Si les parties établissent un accord transactionnel après l’audience de règlement amiable, elles peuvent lui conférer force exécutoire dans les conditions des sections II et III du chapitre II du titre IV du présent livre. Le juge saisi du litige peut homologuer l’accord.
En l’espèce, il ressort des débats et des écritures régularisées par les parties à l’instance un différend relatif à l’exécution du contrat de bail professionnel conclu le 15 mai 2023 lequel a été résilié à l’initiative de la SCI VSRM sans que n’aient été respectées :
— les dispositions d’ordre public prévues par l’article 57 A de la loi du 23 décembre 1986 qui disposent que: “Le contrat de location d’un local affecté à un usage exclusivement professionnel est conclu pour une durée au moins égale à six ans. Il est établi par écrit. Au terme fixé par le contrat et sous réserve des dispositions du troisième alinéa du présent article , le contrat est reconduit tacitement pour la même durée. Chaque partie peut notifier à l’autre son intention de ne pas renouveler le contrat à l’expiration de celui-ci en respectant un délai de préavis de six mois. Le locataire peut, à tout moment, notifier au bailleur son intention de quitter les locaux en respectant un délai de préavis de six mois. Les notifications mentionnées au présent article sont effectuées par lettre recommandée avec demande d’avis de réception ou par acte d’huissier”,
— ni même les stipulations contractuelles prévues au point 9) “Clause résolutoire”, qu’en cas d’inexécution constatée d’une des clauses du présent bail et notamment à défaut du paiement à son échéance d’un seul terme du loyer ou (et) accessoires, le bailleur pourra résilier de plein droit le bail un mois après une simple sommation d’exécuter ou un commandement de payer resté infructueux, étant constaté que le bailleur ne justifie aucunement, par les pièces qu’il produit, avoir fait délivrer à ses locataires une sommation d’exécuter leurs obligations ou un commandement de payer resté infructueux dans les formes requises par le contrat de bail.

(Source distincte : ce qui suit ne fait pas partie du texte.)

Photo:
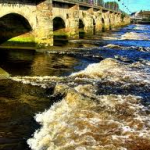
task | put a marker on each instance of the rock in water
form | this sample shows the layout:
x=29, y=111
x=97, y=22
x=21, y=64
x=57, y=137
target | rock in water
x=3, y=74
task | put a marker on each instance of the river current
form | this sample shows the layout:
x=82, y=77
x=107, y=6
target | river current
x=95, y=96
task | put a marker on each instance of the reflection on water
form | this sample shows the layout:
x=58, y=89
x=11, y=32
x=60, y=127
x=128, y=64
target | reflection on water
x=89, y=98
x=21, y=62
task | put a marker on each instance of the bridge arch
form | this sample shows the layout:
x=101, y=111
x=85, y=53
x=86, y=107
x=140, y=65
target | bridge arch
x=30, y=18
x=13, y=25
x=94, y=26
x=81, y=28
x=103, y=24
x=110, y=24
x=59, y=32
x=58, y=23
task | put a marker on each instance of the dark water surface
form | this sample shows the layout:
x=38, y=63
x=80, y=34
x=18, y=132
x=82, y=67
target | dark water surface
x=123, y=75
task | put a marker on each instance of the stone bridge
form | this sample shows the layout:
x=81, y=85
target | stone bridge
x=46, y=18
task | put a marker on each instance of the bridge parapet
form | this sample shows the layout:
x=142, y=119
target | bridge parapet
x=40, y=16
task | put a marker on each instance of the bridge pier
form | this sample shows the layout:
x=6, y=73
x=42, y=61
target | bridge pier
x=98, y=21
x=44, y=29
x=72, y=22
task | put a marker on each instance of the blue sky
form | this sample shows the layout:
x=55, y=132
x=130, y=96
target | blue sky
x=133, y=5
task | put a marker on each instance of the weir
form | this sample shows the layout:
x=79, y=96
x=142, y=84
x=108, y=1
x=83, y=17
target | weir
x=48, y=18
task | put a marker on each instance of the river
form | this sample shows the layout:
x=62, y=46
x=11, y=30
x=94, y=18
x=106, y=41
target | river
x=93, y=96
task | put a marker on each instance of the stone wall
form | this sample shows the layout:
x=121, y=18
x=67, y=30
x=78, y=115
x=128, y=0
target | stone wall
x=40, y=17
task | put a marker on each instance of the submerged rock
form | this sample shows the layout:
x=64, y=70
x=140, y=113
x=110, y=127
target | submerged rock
x=4, y=74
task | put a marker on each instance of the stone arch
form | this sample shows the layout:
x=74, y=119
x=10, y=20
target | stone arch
x=58, y=23
x=94, y=26
x=59, y=32
x=110, y=24
x=103, y=24
x=13, y=25
x=30, y=18
x=81, y=28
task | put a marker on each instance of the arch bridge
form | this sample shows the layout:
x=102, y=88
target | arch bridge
x=44, y=19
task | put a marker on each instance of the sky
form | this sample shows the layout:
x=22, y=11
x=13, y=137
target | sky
x=133, y=5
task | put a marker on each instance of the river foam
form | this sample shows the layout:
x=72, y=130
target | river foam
x=100, y=109
x=134, y=36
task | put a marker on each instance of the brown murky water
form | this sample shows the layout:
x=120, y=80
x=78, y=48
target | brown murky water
x=81, y=99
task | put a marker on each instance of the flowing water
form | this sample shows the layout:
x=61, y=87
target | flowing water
x=92, y=97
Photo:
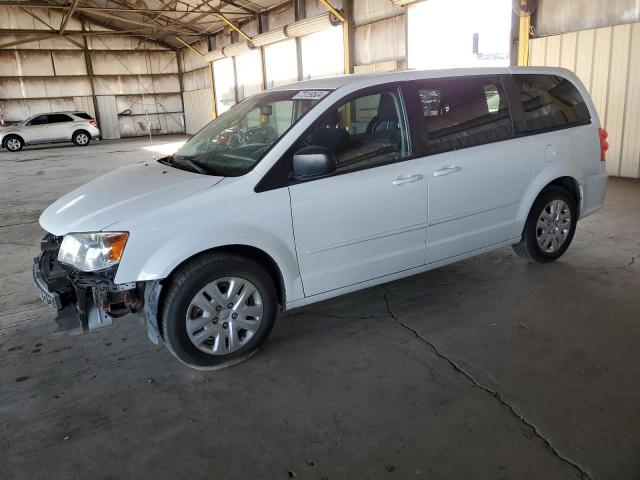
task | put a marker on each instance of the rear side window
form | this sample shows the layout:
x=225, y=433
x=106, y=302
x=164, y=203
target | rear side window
x=59, y=118
x=549, y=102
x=41, y=120
x=462, y=112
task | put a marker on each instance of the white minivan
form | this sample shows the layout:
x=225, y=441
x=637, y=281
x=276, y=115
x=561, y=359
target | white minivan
x=323, y=187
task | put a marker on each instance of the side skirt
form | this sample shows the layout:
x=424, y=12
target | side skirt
x=396, y=276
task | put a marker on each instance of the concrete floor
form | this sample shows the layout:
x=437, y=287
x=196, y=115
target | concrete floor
x=491, y=368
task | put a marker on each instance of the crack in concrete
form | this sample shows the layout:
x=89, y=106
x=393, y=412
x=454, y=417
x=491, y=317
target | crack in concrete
x=17, y=224
x=331, y=315
x=584, y=472
x=633, y=261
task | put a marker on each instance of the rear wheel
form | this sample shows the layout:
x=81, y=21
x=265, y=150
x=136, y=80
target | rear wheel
x=81, y=138
x=13, y=143
x=218, y=310
x=550, y=226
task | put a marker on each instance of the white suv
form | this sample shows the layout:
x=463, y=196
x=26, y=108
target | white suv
x=76, y=127
x=316, y=189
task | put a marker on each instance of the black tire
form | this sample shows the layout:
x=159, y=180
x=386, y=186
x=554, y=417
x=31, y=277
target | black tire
x=13, y=143
x=183, y=287
x=528, y=247
x=82, y=138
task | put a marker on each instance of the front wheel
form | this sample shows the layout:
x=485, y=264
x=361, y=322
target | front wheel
x=13, y=143
x=550, y=226
x=218, y=310
x=81, y=138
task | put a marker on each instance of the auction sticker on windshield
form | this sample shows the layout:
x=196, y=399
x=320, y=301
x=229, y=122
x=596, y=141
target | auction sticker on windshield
x=310, y=94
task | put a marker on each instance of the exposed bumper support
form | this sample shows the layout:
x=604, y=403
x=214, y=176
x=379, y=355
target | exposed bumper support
x=96, y=297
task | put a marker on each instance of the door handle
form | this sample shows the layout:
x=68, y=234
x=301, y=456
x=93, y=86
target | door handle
x=449, y=169
x=407, y=179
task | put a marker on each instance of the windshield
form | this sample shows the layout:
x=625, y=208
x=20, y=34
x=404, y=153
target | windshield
x=236, y=141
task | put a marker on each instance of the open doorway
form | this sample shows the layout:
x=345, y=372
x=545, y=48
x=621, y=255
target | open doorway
x=459, y=33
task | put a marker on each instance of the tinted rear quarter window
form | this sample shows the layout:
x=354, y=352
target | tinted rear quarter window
x=549, y=102
x=41, y=120
x=462, y=112
x=59, y=118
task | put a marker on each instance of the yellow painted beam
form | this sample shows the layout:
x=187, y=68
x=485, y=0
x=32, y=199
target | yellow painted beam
x=240, y=32
x=333, y=10
x=523, y=40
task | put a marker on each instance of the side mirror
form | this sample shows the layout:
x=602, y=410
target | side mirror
x=313, y=161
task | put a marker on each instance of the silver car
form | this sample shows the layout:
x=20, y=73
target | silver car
x=77, y=127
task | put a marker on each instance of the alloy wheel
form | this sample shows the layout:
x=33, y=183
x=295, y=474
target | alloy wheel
x=553, y=227
x=13, y=144
x=224, y=315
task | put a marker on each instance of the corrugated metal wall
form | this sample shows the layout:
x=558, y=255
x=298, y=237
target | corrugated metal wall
x=109, y=127
x=607, y=60
x=141, y=76
x=198, y=106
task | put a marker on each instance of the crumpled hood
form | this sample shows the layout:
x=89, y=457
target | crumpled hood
x=121, y=194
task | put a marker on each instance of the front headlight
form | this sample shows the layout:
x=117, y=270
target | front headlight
x=90, y=252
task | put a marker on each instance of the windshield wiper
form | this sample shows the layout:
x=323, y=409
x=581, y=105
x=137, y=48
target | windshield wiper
x=191, y=164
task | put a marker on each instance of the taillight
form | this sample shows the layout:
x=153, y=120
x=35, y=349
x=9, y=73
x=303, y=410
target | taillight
x=604, y=145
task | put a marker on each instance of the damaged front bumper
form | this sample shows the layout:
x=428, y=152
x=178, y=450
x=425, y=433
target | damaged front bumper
x=90, y=300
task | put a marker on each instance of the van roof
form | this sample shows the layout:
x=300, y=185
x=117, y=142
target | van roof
x=369, y=79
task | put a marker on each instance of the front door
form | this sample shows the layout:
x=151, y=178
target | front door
x=477, y=171
x=59, y=126
x=367, y=220
x=36, y=130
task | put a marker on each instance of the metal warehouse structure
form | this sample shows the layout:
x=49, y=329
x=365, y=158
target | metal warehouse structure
x=169, y=67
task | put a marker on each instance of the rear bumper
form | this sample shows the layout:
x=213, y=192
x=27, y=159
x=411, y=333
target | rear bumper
x=594, y=188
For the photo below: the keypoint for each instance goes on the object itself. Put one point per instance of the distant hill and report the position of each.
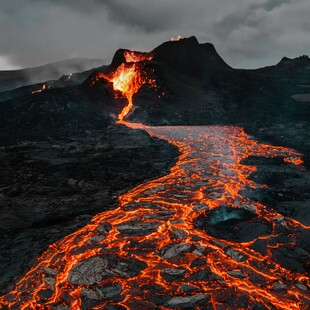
(16, 78)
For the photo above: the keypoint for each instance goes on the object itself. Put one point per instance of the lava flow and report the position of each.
(128, 78)
(149, 254)
(39, 90)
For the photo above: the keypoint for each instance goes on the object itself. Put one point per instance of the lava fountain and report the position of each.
(148, 254)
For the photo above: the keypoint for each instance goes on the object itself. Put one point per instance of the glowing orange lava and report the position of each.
(154, 225)
(128, 78)
(39, 90)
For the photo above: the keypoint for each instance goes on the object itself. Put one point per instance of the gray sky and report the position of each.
(246, 33)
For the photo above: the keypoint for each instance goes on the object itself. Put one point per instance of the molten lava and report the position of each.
(145, 252)
(128, 78)
(39, 90)
(153, 229)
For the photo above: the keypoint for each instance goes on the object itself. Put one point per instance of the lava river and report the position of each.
(149, 253)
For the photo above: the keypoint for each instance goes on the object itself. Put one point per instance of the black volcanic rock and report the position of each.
(188, 57)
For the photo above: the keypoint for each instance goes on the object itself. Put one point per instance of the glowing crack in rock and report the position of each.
(149, 247)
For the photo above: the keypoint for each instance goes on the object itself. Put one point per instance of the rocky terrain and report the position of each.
(50, 188)
(64, 160)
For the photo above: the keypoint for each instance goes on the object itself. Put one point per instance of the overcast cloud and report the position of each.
(246, 33)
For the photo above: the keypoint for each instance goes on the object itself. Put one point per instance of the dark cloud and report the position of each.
(246, 32)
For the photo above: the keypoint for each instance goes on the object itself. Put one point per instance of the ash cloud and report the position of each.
(247, 33)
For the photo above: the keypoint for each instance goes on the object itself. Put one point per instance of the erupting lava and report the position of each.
(128, 78)
(148, 254)
(40, 90)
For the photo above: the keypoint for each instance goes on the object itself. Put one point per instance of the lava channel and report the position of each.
(148, 254)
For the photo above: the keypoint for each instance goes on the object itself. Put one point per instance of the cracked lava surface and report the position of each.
(149, 254)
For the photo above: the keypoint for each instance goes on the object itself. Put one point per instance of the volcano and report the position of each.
(166, 180)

Cela étant, M. [B] [G] et Mme [V] [Z] sollicitent la suspension des effets de la clause résolutoire, la reconduction du bail professionnel, la remise en état sous astreinte de leurs plaques professionnelles sur la façade extérieure de l’immeuble et la porte du local qui leur était donné à bail, l’exécution sous astreinte de travaux de remise en état du local professionnel propres à remédier aux désordres ou l’allocation d’une provision pour réaliser les travaux, ainsi que l’allocation de sommes provisionnelles pour les indemniser de leur trouble de jouissance. Il est subsidiairement sollicité l’application des dispositions de l’article 837 du code de procédure civile.
De son côté, le bailleur s’oppose à ces demandes qu’il considère comme excédant l’office du juge des référés, mais fait également état dans ses écritures, de ce que le local a été reloué depuis que M. [B] [G] et Mme [V] [Z] ont quitté les lieux en suite de la résiliation du contrat de bail. Il sollicite en outre la condamnation provisionnelle des demandeurs à l’indemniser d’une procédure qu’il juge abusive.
Au vu de la nature du litige, de ses enjeux, des possibilités de résolution amiable du conflit entre les parties, nonobstant la vindicte qui ressort de leurs écritures, il apparaît opportun d’orienter l’affaire à une audience de règlement amiable à la prochaine date utile.
Il apparaît dès lors opportun d’ordonner la réouverture des débats afin de recueillir l’avis des parties sur une éventuelle orientation de l’affaire vers une procédure de règlement amiable (ARA).
Les demandes des parties et les dépens seront réservés.
PAR CES MOTIFS
Le juge des référés, statuant après débats en audience publique, par ordonnance contradictoire et avant dire droit, mise à la disposition des parties au greffe,
Ordonne la réouverture des débats à l’audience de référé du :
mercredi 18 février 2026 à 10 heures
Invite les parties et leur conseil respectif à se présenter à l’audience susvisée, en vue d’une éventuelle orientation de l’affaire en audience de règlement amiable (ARA),
Réserve les demandes des parties et les dépens.